Aimed at elementary school students, these ready-to-eat lunches are — believe it or not — advertised as healthy items.
Let’s analyze one variety. How about the Dip & Dunk Toasted Ravioli?
The initial descriptive sentence says it all: “This meal features breaded real-cheese ravioli…”
Beside the slightly disturbing fact that we have to be assured this product contains “real” cheese (as opposed to… cheez?), I find the breading of ravioli rather odd — and unnecessary.
The nutrition label displays 9 grams of fiber (good!) and one tenth of the daily potassium requirement (not bad!), but also a third of a day’s worth of sodium (yikes!) and 18 grams — 4 and a half teaspoons’ worth — of sugar.
Oddly enough, Conagra advertises this product as containing 20 percent of MyPyramid’s suggested daily servings of grains.
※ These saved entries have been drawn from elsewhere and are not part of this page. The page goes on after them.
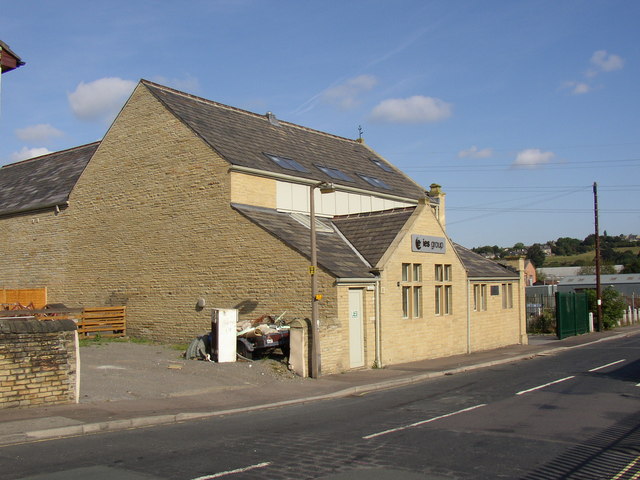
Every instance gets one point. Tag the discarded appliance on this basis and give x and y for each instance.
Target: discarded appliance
(254, 338)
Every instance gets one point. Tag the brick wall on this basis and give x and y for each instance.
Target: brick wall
(37, 362)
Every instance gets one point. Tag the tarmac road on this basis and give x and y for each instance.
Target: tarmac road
(128, 385)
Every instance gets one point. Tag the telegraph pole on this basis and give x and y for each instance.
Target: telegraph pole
(598, 288)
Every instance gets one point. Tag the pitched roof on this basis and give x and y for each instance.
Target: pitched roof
(244, 138)
(42, 182)
(479, 267)
(372, 233)
(334, 254)
(8, 60)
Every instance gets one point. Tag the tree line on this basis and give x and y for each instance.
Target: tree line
(612, 251)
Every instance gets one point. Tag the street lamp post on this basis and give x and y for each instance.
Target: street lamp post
(315, 336)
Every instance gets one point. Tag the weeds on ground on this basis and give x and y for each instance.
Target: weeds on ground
(99, 340)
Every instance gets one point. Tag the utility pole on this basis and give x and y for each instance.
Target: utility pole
(598, 289)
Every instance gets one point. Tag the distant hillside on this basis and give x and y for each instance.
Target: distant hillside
(581, 259)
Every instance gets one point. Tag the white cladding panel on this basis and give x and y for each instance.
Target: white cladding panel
(292, 197)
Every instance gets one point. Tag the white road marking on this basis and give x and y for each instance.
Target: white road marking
(607, 365)
(231, 472)
(545, 385)
(392, 430)
(622, 472)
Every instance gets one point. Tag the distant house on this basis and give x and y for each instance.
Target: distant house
(187, 201)
(556, 274)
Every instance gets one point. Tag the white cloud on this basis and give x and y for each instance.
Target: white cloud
(532, 158)
(345, 96)
(473, 152)
(416, 109)
(38, 133)
(26, 153)
(100, 100)
(604, 62)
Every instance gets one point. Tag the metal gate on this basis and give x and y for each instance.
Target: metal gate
(572, 314)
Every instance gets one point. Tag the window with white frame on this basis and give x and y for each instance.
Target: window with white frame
(479, 297)
(412, 290)
(443, 294)
(507, 295)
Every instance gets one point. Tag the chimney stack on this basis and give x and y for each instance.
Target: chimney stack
(436, 197)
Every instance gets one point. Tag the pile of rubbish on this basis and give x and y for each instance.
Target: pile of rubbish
(258, 337)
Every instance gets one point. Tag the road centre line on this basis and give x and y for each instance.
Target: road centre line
(231, 472)
(545, 385)
(607, 365)
(422, 422)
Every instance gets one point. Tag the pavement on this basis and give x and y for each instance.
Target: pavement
(128, 385)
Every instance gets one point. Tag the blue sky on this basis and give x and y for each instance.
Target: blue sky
(514, 107)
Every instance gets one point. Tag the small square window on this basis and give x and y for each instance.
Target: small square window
(417, 272)
(439, 273)
(447, 273)
(417, 302)
(381, 164)
(335, 173)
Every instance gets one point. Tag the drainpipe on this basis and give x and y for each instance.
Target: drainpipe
(468, 316)
(378, 305)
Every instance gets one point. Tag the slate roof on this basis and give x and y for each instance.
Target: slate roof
(334, 254)
(243, 138)
(9, 60)
(479, 267)
(372, 233)
(42, 182)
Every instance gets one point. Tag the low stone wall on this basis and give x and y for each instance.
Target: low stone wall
(38, 362)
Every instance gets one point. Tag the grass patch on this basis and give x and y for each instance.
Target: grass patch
(98, 340)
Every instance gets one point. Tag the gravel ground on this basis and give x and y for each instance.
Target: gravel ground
(125, 371)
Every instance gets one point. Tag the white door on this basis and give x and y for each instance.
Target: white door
(356, 329)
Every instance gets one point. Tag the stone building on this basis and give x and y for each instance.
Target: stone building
(186, 199)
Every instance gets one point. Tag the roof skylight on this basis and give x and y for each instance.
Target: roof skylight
(288, 163)
(335, 173)
(375, 182)
(381, 164)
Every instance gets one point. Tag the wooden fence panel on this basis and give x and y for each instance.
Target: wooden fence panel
(104, 321)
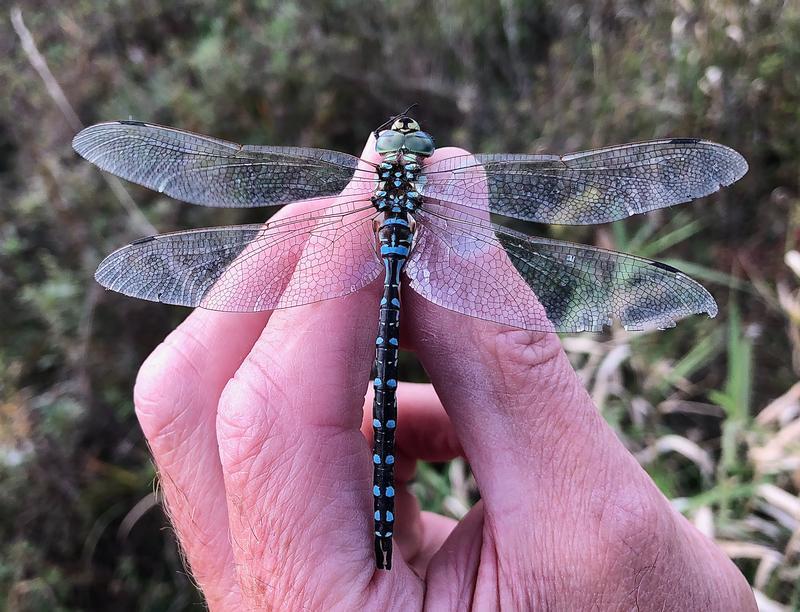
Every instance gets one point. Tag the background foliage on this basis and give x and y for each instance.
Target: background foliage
(711, 408)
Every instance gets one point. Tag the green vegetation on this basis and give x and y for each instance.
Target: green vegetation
(711, 408)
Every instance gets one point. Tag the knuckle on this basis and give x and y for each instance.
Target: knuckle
(163, 391)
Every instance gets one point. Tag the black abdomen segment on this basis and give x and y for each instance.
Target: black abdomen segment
(395, 238)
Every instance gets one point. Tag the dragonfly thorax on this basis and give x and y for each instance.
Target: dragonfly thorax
(399, 184)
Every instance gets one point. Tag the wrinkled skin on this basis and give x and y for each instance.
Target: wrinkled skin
(259, 429)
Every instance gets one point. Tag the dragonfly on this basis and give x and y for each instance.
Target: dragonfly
(435, 226)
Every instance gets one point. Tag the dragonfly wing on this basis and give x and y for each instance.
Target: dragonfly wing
(246, 268)
(590, 187)
(493, 273)
(212, 172)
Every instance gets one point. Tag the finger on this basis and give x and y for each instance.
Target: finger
(176, 396)
(425, 433)
(297, 468)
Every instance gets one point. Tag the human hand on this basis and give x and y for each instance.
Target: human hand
(256, 425)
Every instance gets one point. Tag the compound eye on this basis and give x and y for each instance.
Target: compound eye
(389, 141)
(420, 143)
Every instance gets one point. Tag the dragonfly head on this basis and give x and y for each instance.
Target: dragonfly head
(405, 125)
(405, 137)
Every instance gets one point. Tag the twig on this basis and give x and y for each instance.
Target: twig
(54, 90)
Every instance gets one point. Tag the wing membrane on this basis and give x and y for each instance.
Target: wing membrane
(493, 273)
(589, 187)
(212, 172)
(247, 268)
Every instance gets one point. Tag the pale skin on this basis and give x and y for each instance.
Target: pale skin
(260, 430)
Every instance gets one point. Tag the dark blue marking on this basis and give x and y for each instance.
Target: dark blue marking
(395, 221)
(387, 250)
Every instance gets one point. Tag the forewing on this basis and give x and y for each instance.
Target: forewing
(489, 272)
(212, 172)
(247, 268)
(590, 187)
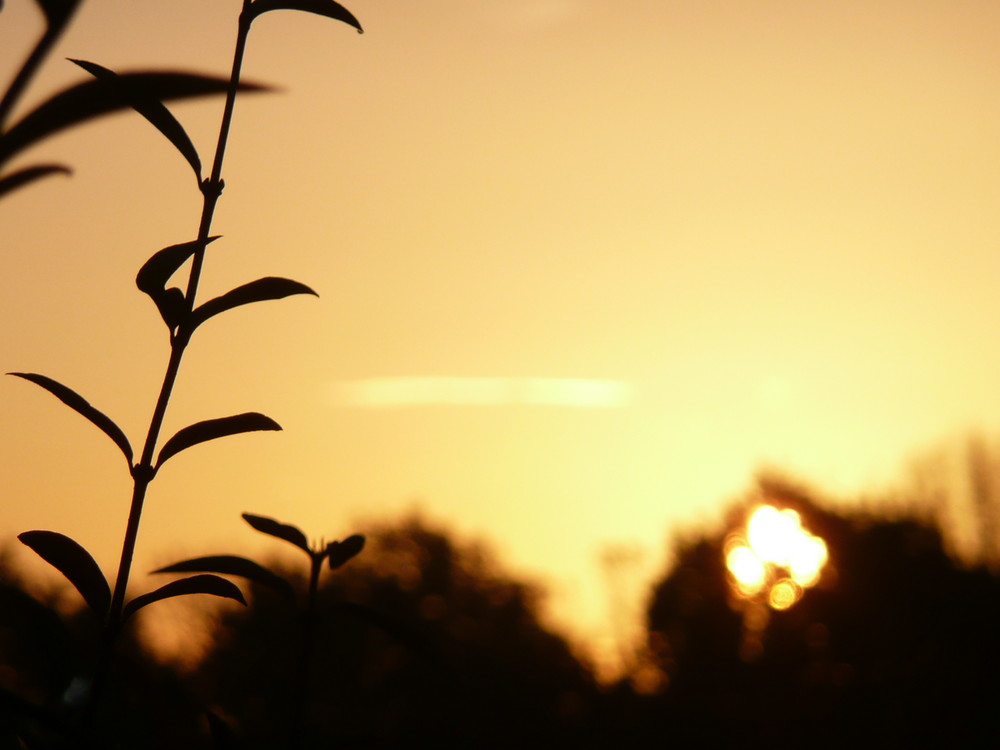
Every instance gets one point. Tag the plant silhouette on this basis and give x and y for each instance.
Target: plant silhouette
(180, 309)
(335, 554)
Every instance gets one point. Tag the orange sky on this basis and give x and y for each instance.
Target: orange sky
(771, 225)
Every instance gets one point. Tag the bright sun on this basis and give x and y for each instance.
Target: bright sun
(774, 557)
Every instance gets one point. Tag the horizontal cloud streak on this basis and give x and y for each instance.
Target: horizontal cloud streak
(465, 391)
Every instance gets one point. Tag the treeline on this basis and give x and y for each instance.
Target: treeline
(422, 641)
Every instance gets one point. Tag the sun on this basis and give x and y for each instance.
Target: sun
(774, 558)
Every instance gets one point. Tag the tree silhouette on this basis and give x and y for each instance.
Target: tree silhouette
(896, 647)
(421, 642)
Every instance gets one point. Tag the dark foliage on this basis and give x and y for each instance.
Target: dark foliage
(896, 648)
(420, 643)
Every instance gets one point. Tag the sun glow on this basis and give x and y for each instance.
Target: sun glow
(774, 557)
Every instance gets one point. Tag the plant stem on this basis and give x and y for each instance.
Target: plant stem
(144, 472)
(305, 654)
(28, 69)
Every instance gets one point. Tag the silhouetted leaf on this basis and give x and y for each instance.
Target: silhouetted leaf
(284, 531)
(202, 584)
(29, 174)
(232, 565)
(211, 429)
(74, 562)
(156, 272)
(270, 287)
(58, 12)
(76, 402)
(326, 8)
(152, 109)
(340, 552)
(93, 98)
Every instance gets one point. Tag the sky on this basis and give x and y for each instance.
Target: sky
(584, 268)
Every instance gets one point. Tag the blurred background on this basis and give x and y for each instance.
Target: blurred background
(584, 270)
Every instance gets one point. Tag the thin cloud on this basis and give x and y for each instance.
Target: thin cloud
(396, 392)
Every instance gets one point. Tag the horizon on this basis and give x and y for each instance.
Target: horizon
(627, 260)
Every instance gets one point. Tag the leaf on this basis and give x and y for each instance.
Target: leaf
(326, 8)
(74, 562)
(79, 404)
(29, 174)
(152, 109)
(232, 565)
(270, 287)
(210, 429)
(284, 531)
(340, 552)
(202, 584)
(58, 12)
(156, 272)
(93, 98)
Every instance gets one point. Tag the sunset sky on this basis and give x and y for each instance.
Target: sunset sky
(584, 267)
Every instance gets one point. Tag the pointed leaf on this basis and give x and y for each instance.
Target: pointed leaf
(339, 553)
(211, 429)
(79, 404)
(284, 531)
(93, 98)
(203, 584)
(74, 562)
(29, 174)
(152, 109)
(58, 12)
(270, 287)
(232, 565)
(156, 272)
(326, 8)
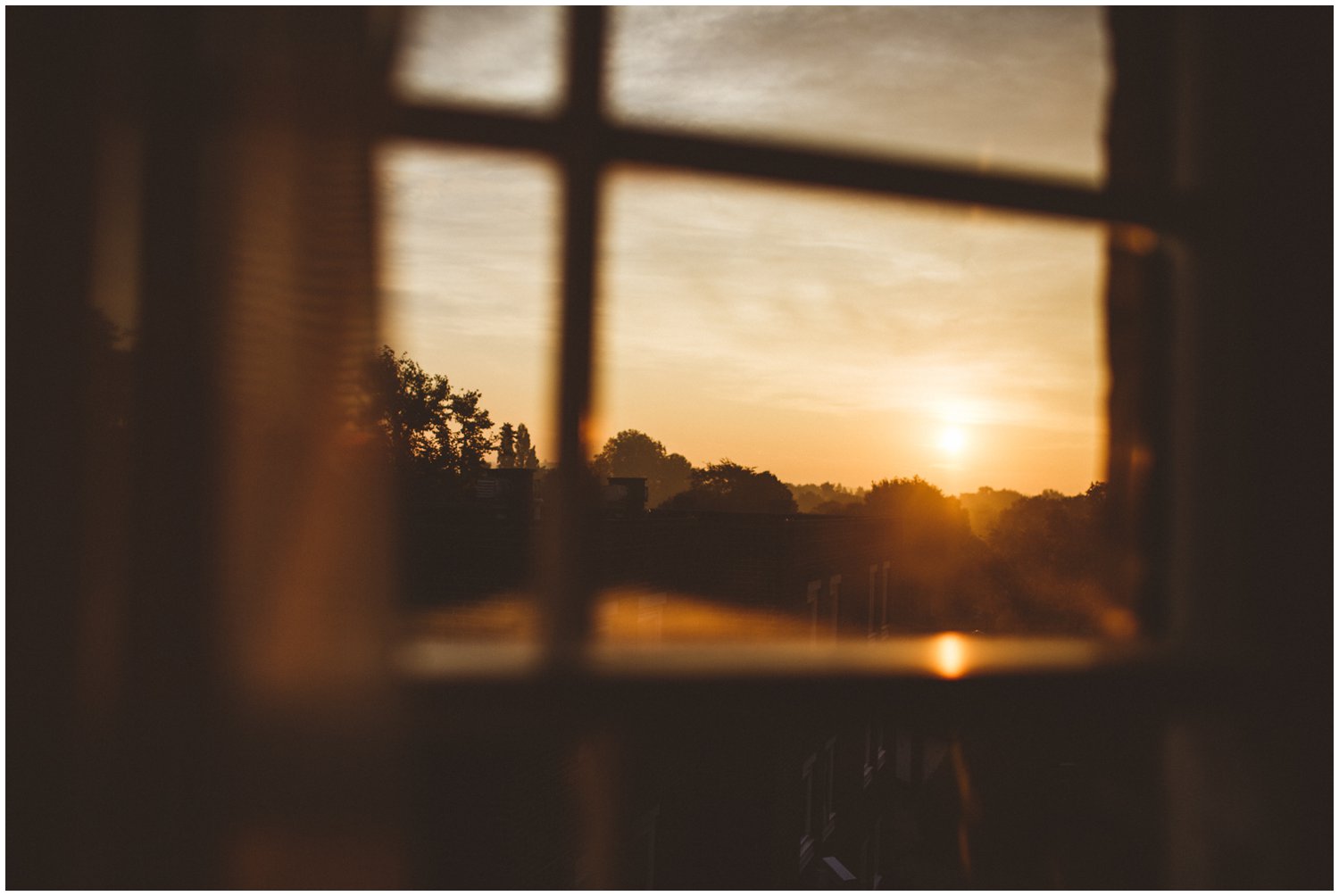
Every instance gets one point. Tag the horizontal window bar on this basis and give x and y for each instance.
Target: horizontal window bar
(770, 161)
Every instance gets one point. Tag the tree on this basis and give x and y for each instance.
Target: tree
(916, 502)
(425, 426)
(731, 488)
(525, 454)
(410, 410)
(506, 446)
(986, 505)
(470, 436)
(636, 454)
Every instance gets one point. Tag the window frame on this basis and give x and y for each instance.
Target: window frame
(583, 144)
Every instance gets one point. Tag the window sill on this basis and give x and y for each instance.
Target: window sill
(929, 658)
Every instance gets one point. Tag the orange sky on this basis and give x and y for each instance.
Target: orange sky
(822, 336)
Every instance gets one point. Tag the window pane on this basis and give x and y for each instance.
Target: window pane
(469, 283)
(509, 56)
(923, 385)
(988, 87)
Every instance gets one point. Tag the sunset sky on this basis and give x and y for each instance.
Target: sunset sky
(824, 336)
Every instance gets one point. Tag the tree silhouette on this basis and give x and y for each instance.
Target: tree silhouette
(425, 427)
(636, 454)
(506, 446)
(470, 436)
(731, 488)
(525, 454)
(916, 502)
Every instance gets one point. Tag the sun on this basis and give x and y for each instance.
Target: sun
(952, 441)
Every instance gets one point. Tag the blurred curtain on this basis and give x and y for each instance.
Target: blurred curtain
(208, 701)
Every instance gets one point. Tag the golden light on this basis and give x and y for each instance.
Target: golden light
(948, 655)
(952, 439)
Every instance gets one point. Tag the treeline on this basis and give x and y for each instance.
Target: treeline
(993, 560)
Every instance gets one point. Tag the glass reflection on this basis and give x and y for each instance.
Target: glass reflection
(986, 87)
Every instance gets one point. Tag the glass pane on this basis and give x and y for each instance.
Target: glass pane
(854, 417)
(988, 87)
(469, 280)
(509, 56)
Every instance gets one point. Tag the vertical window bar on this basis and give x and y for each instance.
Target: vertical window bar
(570, 561)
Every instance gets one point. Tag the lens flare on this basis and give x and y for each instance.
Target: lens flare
(948, 655)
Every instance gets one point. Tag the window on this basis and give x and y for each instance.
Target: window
(227, 658)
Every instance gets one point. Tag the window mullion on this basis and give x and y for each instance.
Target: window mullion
(572, 510)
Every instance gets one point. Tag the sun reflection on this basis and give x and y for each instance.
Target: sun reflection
(948, 655)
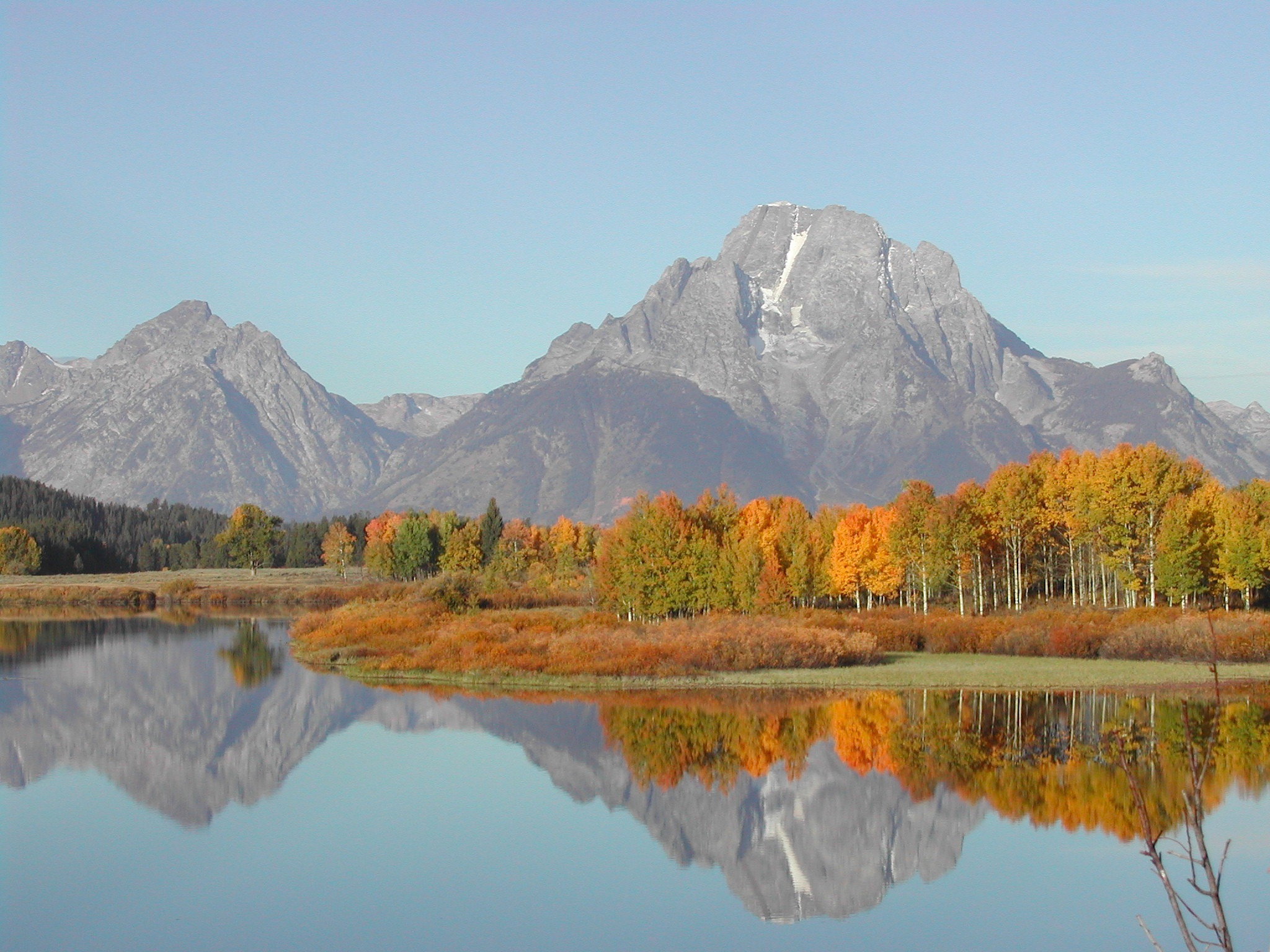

How this is a selling point beats me; no one in this country has any problem getting their recommended servings of that food group!
The ingredient list, not surprisingly, is very long (the cheese ravioli, for instance, contain a garlic puree made with high fructose corn syrup) and includes one of my pet peeves: unnecessary sweetening.
It turns out the side of corn isn’t simply corn kernels. Nope, it’s corn with water and sugar.
Sugar? Added to corn?
Then there’s the “fruit shaped and fruit flavored” snacks. In other words, it looks like a fruit and tastes like a fruit, but it’s just sugar.
This product could easily be tweaked to provide similar flavors with a superior nutrition profile. My suggestions:
* Replace the breaded ravioli with baked, 100% whole grain cheese-and-broccoli bites.
* Offer corn kernels in their naturally sweet state.
* Replace the fruit snacks with unpeeled apple slices.
Those three changes could slash the sugar content approximately by half and lower the sodium by roughly 150 milligrams.